Don’t be in a rush to sit in your seat, for this production is strongly linked into our world and arrives outside the theatre. It’s inventive pre-wedding party takes over the bar area, then draws the audience into the auditorium. Right from the off the audience are engaged by Hill’s direction, the energy and conviction of the cast, the zest and direction of Teevan’s text and the skilful underscoring of the action by Paddy Cunneen’s music. The script is full of surging rhythms and the f-word, which in the context of this play sounds entirely right and far from gratuitous. Teevan would like to update Shakespeare too; I look forward to that.

This is an updated Peer Gynt and its punchy dynamic text gives rise to many well-tuned scenes.

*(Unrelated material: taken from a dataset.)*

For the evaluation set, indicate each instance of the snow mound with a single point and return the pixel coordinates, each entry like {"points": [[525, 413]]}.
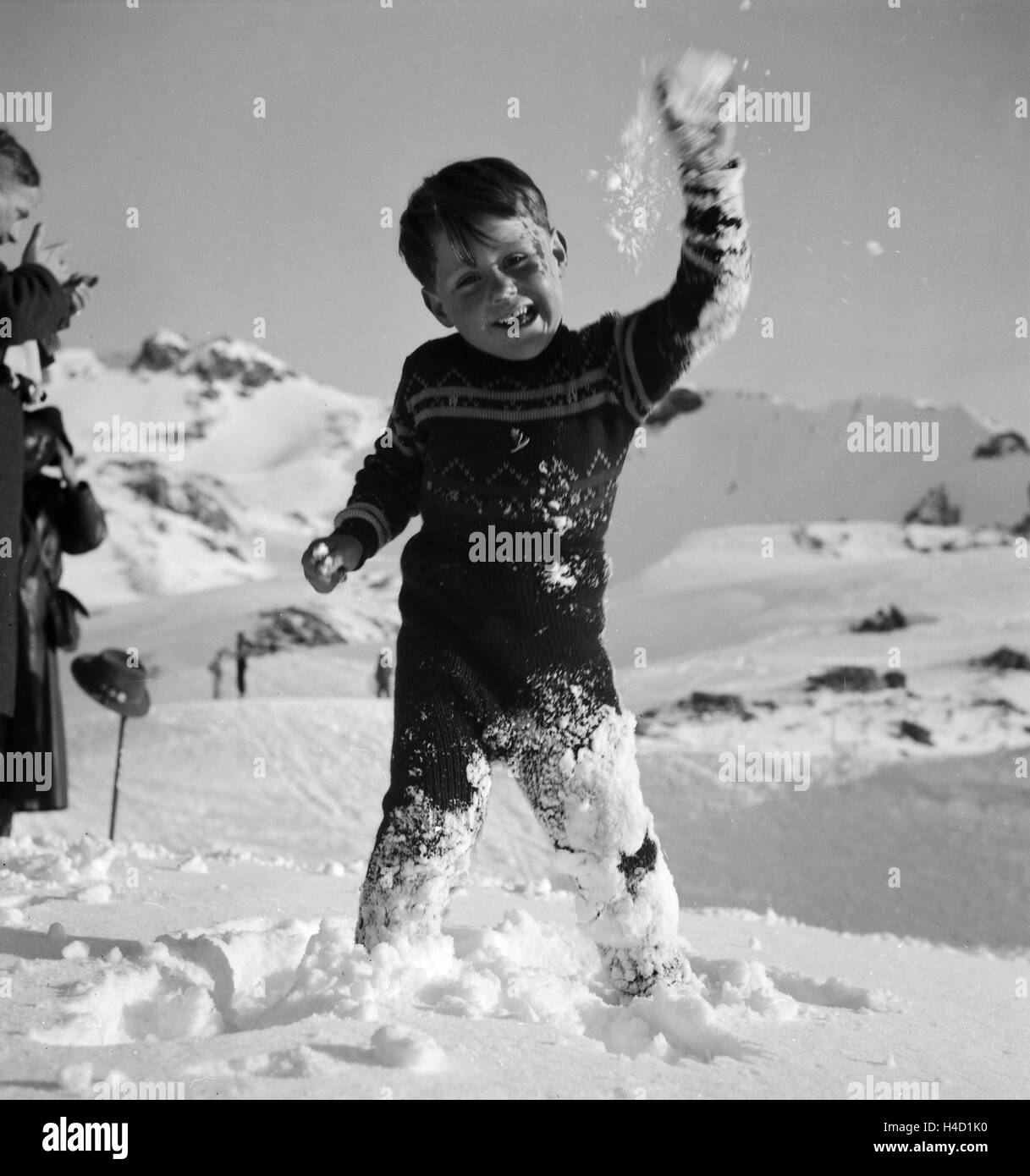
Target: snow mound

There’s Keith Fleming’s young Peer meeting with Helen Mackay’s arrestingly innocence Solveig, a woman who waits for him with pure thoughts in her heart. Then comes Fleming’s increasingly disturbing encounter with the weirdly sensual Woman in Green, Gail Watson and her father King Bastard, Robert Paterson. In the second half Peer’s older, wealthy and living in Africa being interviewed by Irene MacDougall’s sharp interviewer.

In the centre of Ibsen’s play is the challenge of being human – how should we live? This production, played on a stripped-back stage confronts and startles the audience into examine themselves in scenes where the humour and grotesqueness are powerfully fused. There’s intense laughter released in scenes which are extraordinarily macabre yet astonishingly funny. By the end you may find Ibsen’s wild, amazing theatrical journey, so well rendered in the reach and thrill in this production and version, has changed you.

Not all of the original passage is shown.